Can books fill the news media’s gaps?

October 1, 2007

The big untold stories of the early Bush years have been pouring out in an unusually rich bumper crop of books. Powerful, in-depth accounts of ineptitude, arrogance, mendacity that were largely absent from newspapers and broadcast news in the first half of the decade are now driving a remarkable rebirth of hard-cover journalism.

The subjects range from fiscal policy to warrantless surveillance, with many of the books focused on the origins and conduct of the fiasco in Iraq. Some are the tell-all memoirs of former insiders – greedy, repentant or both – but most are the off-the-clock work of mainstream journalists.

The phenomenon is the subject of a nifty, well-observed essay in the current Columbia Journalism Review by Elisabeth Sifton, a veteran book publishing executive.
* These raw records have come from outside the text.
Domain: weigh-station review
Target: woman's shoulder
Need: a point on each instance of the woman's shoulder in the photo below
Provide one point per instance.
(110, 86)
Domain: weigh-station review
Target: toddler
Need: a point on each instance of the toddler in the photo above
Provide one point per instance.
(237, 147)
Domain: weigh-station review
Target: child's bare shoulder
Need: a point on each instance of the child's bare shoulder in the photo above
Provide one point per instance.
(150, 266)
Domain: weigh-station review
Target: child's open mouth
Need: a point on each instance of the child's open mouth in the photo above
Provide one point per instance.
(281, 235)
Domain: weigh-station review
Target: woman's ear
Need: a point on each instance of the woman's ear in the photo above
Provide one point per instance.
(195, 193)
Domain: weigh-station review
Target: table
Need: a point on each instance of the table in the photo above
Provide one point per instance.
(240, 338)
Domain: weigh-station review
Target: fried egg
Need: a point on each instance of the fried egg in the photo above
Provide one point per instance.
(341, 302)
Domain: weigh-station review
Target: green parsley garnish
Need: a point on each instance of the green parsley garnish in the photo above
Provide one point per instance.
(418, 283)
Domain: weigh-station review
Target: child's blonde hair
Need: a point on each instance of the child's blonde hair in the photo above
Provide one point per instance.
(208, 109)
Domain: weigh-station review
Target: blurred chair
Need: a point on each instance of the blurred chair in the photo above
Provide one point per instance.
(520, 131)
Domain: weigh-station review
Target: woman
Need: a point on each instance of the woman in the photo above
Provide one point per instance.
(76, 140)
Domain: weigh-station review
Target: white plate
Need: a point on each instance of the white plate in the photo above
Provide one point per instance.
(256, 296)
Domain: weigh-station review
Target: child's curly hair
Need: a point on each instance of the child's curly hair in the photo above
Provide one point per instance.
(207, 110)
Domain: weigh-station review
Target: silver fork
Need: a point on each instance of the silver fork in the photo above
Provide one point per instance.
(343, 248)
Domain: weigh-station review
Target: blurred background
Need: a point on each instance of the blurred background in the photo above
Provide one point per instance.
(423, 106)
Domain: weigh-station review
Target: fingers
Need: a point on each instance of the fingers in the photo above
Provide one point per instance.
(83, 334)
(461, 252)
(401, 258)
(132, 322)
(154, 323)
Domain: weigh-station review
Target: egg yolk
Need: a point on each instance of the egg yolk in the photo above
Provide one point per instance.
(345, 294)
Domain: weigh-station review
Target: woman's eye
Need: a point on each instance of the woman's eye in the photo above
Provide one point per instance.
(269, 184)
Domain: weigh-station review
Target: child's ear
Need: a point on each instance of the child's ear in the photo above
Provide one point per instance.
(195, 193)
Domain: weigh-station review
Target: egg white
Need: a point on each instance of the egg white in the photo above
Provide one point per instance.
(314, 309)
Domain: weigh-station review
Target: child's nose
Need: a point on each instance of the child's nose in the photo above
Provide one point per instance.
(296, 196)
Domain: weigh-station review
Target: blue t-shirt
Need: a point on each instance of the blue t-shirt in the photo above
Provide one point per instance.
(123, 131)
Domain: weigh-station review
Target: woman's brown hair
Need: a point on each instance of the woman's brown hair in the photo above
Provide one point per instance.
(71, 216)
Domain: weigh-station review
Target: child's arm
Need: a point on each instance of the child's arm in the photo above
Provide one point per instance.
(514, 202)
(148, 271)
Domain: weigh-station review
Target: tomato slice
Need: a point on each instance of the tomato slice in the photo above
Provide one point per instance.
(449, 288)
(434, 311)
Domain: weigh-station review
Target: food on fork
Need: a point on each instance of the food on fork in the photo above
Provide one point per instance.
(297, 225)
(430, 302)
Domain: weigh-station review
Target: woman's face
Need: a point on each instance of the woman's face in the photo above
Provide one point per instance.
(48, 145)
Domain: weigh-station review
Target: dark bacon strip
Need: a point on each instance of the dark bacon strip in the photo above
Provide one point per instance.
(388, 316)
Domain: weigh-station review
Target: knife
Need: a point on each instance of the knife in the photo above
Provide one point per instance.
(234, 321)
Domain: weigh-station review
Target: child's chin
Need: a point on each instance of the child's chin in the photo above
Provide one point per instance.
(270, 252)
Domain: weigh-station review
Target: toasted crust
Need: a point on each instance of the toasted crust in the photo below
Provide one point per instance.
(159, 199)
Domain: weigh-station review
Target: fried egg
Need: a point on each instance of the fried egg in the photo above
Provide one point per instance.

As much of the daily press ricochets between hyper-local coverage, consumer tips, celebrity mush and Web-borne micro-news, people who really want to know what’s going on are forced to look elsewhere. What an irony, Sifton writes, “to have books, not newspapers, … show that intellectual coherence and long-range public interest are not mere stodgy relics of the past.”

This, she acknowledges, isn’t altogether new. Journalists have long turned to books as a path to financial independence, relief from the corset of straight facts and a furlough from daily deadlines. The modern classic of the genre is the late David Halberstam’s masterly 1972 book on the engineers of the Vietnam catastrophe, “The Best and the Brightest.”

But we’re in a different age now. After all, Halberstam focused on the Kennedy-Johnson administration, and his work came out nearly four years after it ended. As good as it was, by then nobody over the mental age of 11 could be surprised by the deceit and stupidity Halberstam described. He furnished detail and meaning. He was out of the news business.

Not now. The stories these books relate are hot. They speak to the competence, honesty, integrity and motives of the people who are in charge right now. They are precisely the coverage we need from the country’s best reporters.

So if they hit the news media – the newspaper front pages, TV nightly news or Web news sites – only as an incidental byproduct of hard-cover publication, does that matter?

I think it matters a lot.

First, books are not a timely medium. Even when they’re brimming with relevance, they cannot help but bring stories that could have been told months or even years sooner. Hence, they invariably depend on news embargoes, something journalists normally bristle at. This embargo is no less harmful to the public than any other, even if it benefits the reporter.

Second, books reach a very different audience – book-readers. It’s a population that skews richer, more elite and less representative of the mass of Americans than even the shrinking audience for newspapers and TV news. And it’s much smaller.

Third, this means that most of the people who learn about a book’s disclosures do so through second-hand news reports or chatter spawned by its publication. So we’re back to relying on the same news media the journalists work for, except now we’re getting the stories late and in truncated form.

Finally, I worry about the incentives this arrangement insinuates deep into the profession of journalism. What happens when strong, routine coverage is nothing but a loss-leader for our best reporters, paying them little but giving them vital access and material for their next books? How does that square with their duty to make publicly significant information public – meaning now, not for an autumn ’09 book rollout?

And who will trust the news organization whose credibility is perpetually undermined because its top talent have their eye on side ventures for which they are deliberately withholding newsworthy material?

Still, as Sifton writes, “These books vindicate our confidence in the unique abilities of print media to inform, entertain and enlighten the public,” and I think that’s important. But I don’t think that was ever really in doubt.

What is in doubt is whether the best of the journalism traditions that arose in the print era will find a suitable home in the post-newspaper age. Books may be a temporary refuge or a weekend retreat, but they cannot be a primary residence. Great reporting  factual, richly detailed and burning with significance – belongs on the most powerful and most universally accessible channels we have for news, which are those that are still taking shape on the Internet.